Время перевалило далеко за полночь. Все глуше и глуше и все как бы зловещее грохотал в отдалении гром. Все реже освещались мгновенными вспышками молний окна пономарской избушки. И Филарета Нашатыря, когда бутылка была допита, потянуло ко сну. Хозяину стало смертельно скучно без самогонки с болтливым, непонятным гостем, и он, борясь с тяжелой дремотой, почти равнодушно слушал глуховато-вкрадчивую речь бывшего игумена.

Гость, выпивший наравне с хозяином огнеподобную самогонку, не выказывал никаких знаков опьянения и со все возрастающей активностью продолжал разговор, искусно и тонко вовлекая в него изрядно осоловевшего хозяина. И когда гость свел речь к местным порядкам, к жизни на хуторе, — хозяин стал охотнее отвечать на его расспросы, и беседа почти совсем отрезвила Филарета.

— Ну, а как вам-то тут живется в нынешние времена? — участливо спросил постоялец.

— Да как вам сказать, владыко? Извиняйте, оговорился, Федор Федорыч, — поспешно поправился пономарь. — Перемены у нас в нашем житье-бытье супротив прежнего не ахти как заметные.

— Вот как? Любопытно. Что же это у вас советской властью не пахнет?

— Не знаю — как кто, а я, к примеру, как при старом режиме из кулька в рогожку перебивался, так и нынче ничуть не краше живу. Одни, как и прежде, в гору идут, на глазах пухнут. Другие перебиваются, с хлеба на воду.

— Удивительно. Удивительно. Что же, власть обижает? — тоном горячего участия спросил гость.

— Тут без второй бутылки не разберешь, что к чему. С одной стороны на власть как будто и обижаться нашему брату не приходится. Земли у нас вдоволь. У меня вот ее три десятины. Не земля — золотое дно. Да разве голыми руками ее возьмешь? Правда, конь у меня теперь, спасибо советской власти, налицо. Комбед в свое время помог. Это верно. Но разве сподручно однолошадному одолеть вековую целину? Это — одна беда. А тут к тому же местные власти меня кровно обидели. Голосу в прошлом году лишили. За мой церковный культ. А какой, вы сами подумайте, я культ? На колокольне звонил — это правильно. Был такой грех. Так ведь я это потому, что музыки всякой любитель. Я на этих самых колоколах не только «Достойную» могу отработать, но даже и кадриль в праздник холостым ребятам и девкам за милую душу сыграть…

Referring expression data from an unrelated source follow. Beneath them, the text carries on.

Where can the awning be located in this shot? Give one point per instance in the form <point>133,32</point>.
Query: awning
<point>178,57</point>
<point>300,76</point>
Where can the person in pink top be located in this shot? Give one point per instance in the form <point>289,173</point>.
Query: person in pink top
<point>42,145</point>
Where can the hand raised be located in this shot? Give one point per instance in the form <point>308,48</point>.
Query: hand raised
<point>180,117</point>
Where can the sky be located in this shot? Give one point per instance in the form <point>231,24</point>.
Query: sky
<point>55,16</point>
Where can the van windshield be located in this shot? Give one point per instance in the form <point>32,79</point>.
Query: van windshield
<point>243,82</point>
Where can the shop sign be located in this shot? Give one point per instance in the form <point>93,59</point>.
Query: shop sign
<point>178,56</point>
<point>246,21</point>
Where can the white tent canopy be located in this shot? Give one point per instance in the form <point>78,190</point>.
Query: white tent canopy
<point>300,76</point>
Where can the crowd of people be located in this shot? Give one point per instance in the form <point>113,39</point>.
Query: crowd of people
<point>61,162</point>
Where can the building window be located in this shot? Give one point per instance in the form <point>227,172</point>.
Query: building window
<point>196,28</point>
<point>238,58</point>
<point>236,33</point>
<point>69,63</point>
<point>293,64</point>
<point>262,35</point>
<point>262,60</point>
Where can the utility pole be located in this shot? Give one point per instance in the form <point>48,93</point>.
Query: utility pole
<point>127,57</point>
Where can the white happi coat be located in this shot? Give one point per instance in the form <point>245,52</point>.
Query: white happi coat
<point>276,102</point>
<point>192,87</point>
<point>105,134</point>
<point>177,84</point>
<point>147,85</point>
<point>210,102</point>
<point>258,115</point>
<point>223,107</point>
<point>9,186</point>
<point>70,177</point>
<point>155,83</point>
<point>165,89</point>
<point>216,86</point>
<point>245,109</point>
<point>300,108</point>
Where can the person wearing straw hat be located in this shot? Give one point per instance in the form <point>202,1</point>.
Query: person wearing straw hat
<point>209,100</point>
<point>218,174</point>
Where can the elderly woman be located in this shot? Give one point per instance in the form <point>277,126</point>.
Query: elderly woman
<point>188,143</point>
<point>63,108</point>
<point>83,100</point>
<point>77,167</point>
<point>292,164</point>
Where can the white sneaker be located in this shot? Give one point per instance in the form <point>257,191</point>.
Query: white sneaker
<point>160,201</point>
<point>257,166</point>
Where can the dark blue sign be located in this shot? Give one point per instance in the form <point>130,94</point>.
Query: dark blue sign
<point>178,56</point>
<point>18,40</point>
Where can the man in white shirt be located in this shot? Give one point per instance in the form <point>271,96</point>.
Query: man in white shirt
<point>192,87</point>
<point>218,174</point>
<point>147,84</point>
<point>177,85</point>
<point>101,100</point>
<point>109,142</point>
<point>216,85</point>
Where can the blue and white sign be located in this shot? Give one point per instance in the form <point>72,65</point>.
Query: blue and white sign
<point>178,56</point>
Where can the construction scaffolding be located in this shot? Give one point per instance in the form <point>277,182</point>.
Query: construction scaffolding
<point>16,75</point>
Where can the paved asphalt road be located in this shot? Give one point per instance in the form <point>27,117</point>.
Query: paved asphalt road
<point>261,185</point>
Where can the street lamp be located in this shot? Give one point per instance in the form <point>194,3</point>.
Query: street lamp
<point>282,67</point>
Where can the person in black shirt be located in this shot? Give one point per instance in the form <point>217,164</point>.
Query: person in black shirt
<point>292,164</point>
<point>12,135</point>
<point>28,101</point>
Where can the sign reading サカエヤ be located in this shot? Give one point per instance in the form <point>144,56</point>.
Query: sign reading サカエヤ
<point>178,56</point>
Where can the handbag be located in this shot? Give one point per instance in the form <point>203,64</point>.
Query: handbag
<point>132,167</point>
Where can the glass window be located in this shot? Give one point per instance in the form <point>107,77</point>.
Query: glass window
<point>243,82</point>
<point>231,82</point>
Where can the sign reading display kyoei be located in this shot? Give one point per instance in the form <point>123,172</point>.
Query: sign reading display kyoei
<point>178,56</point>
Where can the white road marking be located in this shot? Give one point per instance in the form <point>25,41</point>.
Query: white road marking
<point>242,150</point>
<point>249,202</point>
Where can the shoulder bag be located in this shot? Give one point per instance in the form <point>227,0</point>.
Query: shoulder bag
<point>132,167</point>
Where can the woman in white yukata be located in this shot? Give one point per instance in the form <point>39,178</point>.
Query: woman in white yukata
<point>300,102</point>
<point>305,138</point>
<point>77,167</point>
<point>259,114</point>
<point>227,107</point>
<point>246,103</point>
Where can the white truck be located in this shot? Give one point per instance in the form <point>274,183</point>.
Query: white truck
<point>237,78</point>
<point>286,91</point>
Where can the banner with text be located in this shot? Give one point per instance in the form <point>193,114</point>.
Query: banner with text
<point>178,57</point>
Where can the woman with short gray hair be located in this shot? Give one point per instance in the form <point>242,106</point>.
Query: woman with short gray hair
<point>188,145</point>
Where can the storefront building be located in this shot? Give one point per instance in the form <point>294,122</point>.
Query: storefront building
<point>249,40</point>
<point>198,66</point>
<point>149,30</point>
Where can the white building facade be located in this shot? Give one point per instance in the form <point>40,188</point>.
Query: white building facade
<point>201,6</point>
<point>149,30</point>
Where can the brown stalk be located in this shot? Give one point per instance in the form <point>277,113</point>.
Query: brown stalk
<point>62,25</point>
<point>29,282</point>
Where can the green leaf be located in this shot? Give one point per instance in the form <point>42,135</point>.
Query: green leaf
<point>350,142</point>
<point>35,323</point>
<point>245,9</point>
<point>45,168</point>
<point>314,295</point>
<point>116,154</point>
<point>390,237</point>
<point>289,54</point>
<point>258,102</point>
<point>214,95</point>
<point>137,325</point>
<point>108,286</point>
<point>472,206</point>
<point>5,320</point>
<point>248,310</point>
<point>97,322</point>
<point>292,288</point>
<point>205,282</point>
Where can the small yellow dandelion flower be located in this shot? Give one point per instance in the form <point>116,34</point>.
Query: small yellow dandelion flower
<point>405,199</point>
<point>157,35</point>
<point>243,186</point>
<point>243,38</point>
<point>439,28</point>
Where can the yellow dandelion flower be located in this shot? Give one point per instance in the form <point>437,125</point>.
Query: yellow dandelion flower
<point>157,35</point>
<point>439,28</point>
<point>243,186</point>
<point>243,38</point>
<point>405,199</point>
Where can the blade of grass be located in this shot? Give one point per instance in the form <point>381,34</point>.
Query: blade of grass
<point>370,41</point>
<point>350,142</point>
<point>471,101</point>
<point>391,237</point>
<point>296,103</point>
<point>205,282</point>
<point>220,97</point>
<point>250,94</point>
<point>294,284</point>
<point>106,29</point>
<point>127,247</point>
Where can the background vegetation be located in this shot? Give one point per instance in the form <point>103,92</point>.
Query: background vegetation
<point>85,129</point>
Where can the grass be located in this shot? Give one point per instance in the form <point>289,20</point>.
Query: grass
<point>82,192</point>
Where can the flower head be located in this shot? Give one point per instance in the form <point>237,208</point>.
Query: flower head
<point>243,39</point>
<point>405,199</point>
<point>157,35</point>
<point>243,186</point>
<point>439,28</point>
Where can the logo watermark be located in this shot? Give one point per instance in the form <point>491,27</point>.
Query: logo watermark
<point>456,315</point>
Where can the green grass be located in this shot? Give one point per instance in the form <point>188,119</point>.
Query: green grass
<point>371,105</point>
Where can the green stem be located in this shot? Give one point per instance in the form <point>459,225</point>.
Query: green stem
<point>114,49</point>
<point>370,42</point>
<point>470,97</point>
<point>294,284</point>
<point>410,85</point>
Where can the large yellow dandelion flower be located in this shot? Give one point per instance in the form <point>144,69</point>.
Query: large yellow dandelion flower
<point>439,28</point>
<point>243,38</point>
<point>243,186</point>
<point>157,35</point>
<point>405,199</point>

— На это ты мастер. Что там и говорить. По сей день вспоминаю, как ты в оное время лихую полечку с поддергом на монастырской звоннице отработал. Мне на тебя тогда донос поступил Да я из любви к твоему мастерству замял дело, — сказал с улыбкой гость.

— Был такой грех, каюсь. Созорничал я однажды в монастыре под пьяную руку, — признался с виноватой улыбкой Нашатырь. — А теперь вот попал в лишенцы. Здравствуйте! Не хуже Луки Боброва али арлагульского воротилы Епифана Окатова. Так Луке-то Боброву и Епифану Окатову на эти выборные права наплевать. Им и без них ни жарко ни холодно. У них права — в капитале. А у меня где? Вот в этих голых руках? — сказал Нашатырь, рассматривая немолодые, затавренные шрамами и мозолями руки.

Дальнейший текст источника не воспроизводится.